HIV memiliki diameter 100-150 nm dan berbentuk sferis (spherical) hingga oval karena bentuk
selubung yang menyelimuti partikel virus (virion).[13] Selubung virus berasal dari membran sel inang
yang sebagian besar tersusun dari lipida.[13] Di dalam selubung terdapat bagian yang disebut protein
matriks.[13]
Bagian internal dari HIV terdiri dari dua komponen utama, yaitu genom dan kapsid.[14] Genom adalah
materi genetik pada bagian inti virus yang berupa dua kopi utas tunggal RNA.[14] Sedangkan, kapsid
adalah protein yang membungkus dan melindungi genom.[14]
Berbeda dengan sebagian besar retrovirus yang hanya memiliki tiga gen (gag, pol, dan env), HIV
memiliki enam gen tambahan (vif, vpu, vpr, tat, ref, dan nef).[13] Gen-gen tersebut disandikan oleh
RNA virus yang berukuran 9 kb.[13] Kesembilan gen tersebut dikelompokkan menjadi tiga kategori
berdasarkan fungsinya, yaitu gen penyandi protein struktural (Gag, Pol, Env), protein regulator (Tat,
Rev), dan gen aksesoris (Vpu hanya pada HIV-1, Vpx hanya pada HIV-2; Vpr, Vif, Nef)

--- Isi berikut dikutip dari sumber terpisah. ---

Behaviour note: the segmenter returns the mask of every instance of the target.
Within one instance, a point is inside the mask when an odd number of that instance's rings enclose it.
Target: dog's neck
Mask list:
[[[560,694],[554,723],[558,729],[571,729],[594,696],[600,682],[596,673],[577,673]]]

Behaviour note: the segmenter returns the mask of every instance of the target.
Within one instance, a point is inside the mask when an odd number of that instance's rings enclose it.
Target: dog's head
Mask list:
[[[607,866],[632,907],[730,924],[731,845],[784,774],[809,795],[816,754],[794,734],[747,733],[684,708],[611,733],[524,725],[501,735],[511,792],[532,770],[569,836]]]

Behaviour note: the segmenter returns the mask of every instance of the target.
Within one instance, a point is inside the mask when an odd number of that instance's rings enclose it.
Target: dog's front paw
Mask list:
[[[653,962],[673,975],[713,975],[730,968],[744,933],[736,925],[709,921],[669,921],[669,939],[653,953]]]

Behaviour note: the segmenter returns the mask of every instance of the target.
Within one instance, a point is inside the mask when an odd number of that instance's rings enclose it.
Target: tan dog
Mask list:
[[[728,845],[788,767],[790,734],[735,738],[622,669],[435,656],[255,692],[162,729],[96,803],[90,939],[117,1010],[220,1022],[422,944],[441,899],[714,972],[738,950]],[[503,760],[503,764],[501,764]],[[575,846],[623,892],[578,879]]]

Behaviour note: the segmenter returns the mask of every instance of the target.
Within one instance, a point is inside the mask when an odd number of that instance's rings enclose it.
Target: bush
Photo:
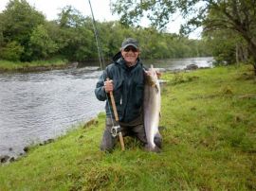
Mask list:
[[[7,43],[1,48],[0,58],[7,61],[20,61],[24,48],[15,41]]]

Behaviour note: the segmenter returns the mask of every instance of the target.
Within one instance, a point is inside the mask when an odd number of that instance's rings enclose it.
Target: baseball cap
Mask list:
[[[121,43],[121,49],[126,48],[127,46],[132,45],[135,48],[138,48],[138,42],[136,39],[133,38],[127,38],[125,39]]]

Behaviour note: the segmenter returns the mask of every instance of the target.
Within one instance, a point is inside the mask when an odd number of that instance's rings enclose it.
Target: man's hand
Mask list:
[[[114,90],[113,80],[104,81],[104,89],[106,93],[112,92]]]
[[[149,74],[149,71],[144,70],[144,72],[145,72],[145,74],[146,74],[147,76],[150,75],[150,74]],[[160,73],[160,72],[157,71],[157,70],[155,70],[155,73],[156,73],[157,78],[160,78],[161,76],[162,76],[162,73]]]

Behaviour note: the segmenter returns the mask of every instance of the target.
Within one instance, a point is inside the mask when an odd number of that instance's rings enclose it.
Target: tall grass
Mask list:
[[[60,59],[52,59],[50,61],[37,61],[31,62],[22,62],[22,61],[9,61],[0,60],[0,71],[15,71],[15,70],[32,70],[36,68],[43,67],[45,69],[61,67],[66,65],[67,61]]]
[[[256,79],[248,66],[164,74],[163,148],[125,137],[101,152],[104,114],[0,166],[0,190],[255,190]]]

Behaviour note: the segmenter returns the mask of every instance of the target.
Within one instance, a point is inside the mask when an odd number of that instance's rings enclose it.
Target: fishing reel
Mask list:
[[[120,127],[119,126],[113,126],[110,130],[110,133],[113,137],[118,136],[118,134],[120,132]]]

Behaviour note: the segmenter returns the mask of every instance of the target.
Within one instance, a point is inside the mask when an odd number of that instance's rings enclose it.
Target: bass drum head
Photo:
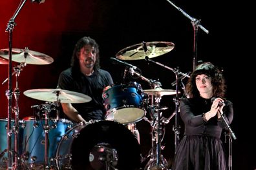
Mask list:
[[[106,151],[101,153],[102,149]],[[131,131],[120,123],[101,120],[86,126],[74,138],[72,169],[106,169],[105,162],[99,160],[109,158],[106,155],[109,151],[116,151],[117,162],[111,164],[118,169],[139,169],[140,146]]]

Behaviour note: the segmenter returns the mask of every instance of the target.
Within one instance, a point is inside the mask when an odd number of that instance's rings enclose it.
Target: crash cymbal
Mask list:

Flavivirus adalah genus yang tergolong familia Flaviviridae. Genus ini meliputi virus Nil Barat, virus
demam berdarah, virus demam kuning, dan beberapa virus lainnya yang dapat
menyebabkan ensefalitis.
Hepatitis virus adalah penyakit peradangan hati yang disebabkan oleh virus. Penyebab terpenting
ialah kelompok virus hepatitis A,B,C,D dan E. Akibat infeksi virus maka akan terjadi proses
peradangan pada hati. Tergantung pada ganasnya virus serta bagaimana daya tahan dan reaksi
tubuh maka penyakit hepatitis virus dapat berlangsung tanpa gejala ataupun dengan keluhan dan
gejala tertentu seperti demam, mual, muntah, air seni berwarna kuning tua sampai kecoklatan,
mata dan kulit menjadi kuning.
VHA termasuk virus picorna (virus RNA) dengan ukuran 27-28 nm. Virus dikeluarkan dari tubuh
melalui tinja yaitu lewat empedu masuk ke dalam usus, ditularkan secara feco-oral (tinja ke
mulut). Di negara berkembang kebanyakan anak sekolah mengidap hepatitis A karena penularan
dari orang lain. Mereka makan makanan yang tercemar kotoran yang mengandung VHA dan tidak
dimasak secara sempurna. Masa inkubasi hepatitis A ialah 2 – 4 minggu.
VHB ditularkan melalui darah dan cairan tubuh seperti air liur, air mani, cairan vagina dan air susu
ibu. Virus masuk ke tubuh lewat kulit atau selaput lendir tubuh yang rusak. Masa inkubasi 28 – 160
hari, rata rata 75 hari. Di daerah endemik penularan sering terjadi pada waktu persalinan atau pada
awal pemberian makanan bayi. Penularan dari ibu ke bayi merupakan penyebab terpenting
hepatitis menahun yang mudah berkembang menjadi kanker hati.
VHC terutama ditularkan melalui darah. Transfusi darah merupakan cara penularan yang ter-
penting. Masa inkubasi rata rata 7 minggu. Orang yang mempunyai risiko tinggi mendapat VHC
ialah mereka yang memerlukan tranfusi darah berulang, menjalani cuci darah, cangkok organ dll.
Cara penularan virus hepatits D sama dengan hepatitis virus B. Yang unik ialah untuk bisa terinfeksi
VHD diperlukan bantuan VHB, sehingga VHD hanya dapat menginfeksi penderita yang terkena
hepatitis B. Infeksi ini dapat terjadi bersamaan maupun sebagai infeksi tambahan pada penderita
VHB. Masa inkubasi VHD ialah sekitar 35 hari.
VHE ditularkan melalui tinja ke mulut. Ukuran VHE ialah 27-34 nm. Masa inkubasi 15 – 60 hari.
Wabah VHE pertama terjadi di New Delhi India pada tahun 1956. Infeksi VHE cukup tinggi di negara
berkembang dengan sanitasi yang buruk, dan angka infeksi lebih tinggi pada orang dewasa.